I grew up in an abusive household myself and I was bullied around by my father, mother and one of my sisters when they saw fit too.

I understand.

I have grown the most resentful towards my first sister and my mother and I have not bothered to talk with them. My sister tries to order me around about contacting my family and I try to tell her about how I feel that we just bring the worst out in each other even though I love them.

It's like I can't get through to her about it. So she goes and throws a tantrum by accusing me of always victimizing myself. She also has the nerve to go and tell me about how cold and abusive I was to her when I am really attempting to stand up for myself by fighting back because I could not communicate.

my mother is struggling with untreated mental illness and it's like my dad lets her go and talk to other people anyway that she wants. He also has that problem along with a bad temper.

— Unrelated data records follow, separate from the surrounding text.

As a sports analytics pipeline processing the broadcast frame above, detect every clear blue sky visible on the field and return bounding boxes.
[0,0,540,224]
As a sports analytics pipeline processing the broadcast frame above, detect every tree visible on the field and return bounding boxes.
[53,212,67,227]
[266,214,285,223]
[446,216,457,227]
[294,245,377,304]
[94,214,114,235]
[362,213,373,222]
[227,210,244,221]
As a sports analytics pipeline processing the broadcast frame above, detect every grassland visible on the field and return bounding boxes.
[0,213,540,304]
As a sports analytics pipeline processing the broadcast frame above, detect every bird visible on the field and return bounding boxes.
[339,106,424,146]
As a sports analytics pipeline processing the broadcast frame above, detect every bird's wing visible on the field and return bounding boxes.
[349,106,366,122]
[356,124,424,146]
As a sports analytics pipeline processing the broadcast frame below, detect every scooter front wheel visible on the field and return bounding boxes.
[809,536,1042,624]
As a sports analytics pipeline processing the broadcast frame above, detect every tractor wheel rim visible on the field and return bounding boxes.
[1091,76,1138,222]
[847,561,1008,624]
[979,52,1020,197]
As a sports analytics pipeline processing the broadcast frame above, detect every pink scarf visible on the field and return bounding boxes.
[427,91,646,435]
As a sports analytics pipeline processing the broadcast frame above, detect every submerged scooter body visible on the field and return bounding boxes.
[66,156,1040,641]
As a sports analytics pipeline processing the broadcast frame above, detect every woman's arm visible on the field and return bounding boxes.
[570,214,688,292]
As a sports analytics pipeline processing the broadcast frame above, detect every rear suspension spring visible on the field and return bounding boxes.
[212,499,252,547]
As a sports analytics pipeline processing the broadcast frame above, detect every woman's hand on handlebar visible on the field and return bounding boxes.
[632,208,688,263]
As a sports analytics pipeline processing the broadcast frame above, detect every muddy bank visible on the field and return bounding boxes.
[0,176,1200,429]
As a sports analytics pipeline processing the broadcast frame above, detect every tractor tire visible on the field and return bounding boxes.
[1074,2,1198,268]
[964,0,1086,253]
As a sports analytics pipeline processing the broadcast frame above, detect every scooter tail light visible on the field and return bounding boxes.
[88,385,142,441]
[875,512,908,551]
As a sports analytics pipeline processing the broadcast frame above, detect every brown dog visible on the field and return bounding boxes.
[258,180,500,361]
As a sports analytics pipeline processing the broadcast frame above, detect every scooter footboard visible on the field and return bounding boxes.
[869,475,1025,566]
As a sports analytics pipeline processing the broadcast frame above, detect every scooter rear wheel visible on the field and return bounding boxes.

I also took other abuse and bullying from father's sister-in-law 10 years ago by being rejected and neglected. They did this because they heard stories that I was beating my mother and sister up without really wanting to know why. They always listened to my mom, dad, and sisters all the time while never listening to me. I had also managed to call one of their daughters the B word for ignoring me in a mall. This was because I was mad that she seemed to look interest in me once hitting adolescence and stand still like a stone cold statue staring into space. So I was not allowed to go over to their house over the fear that I might make future scenes.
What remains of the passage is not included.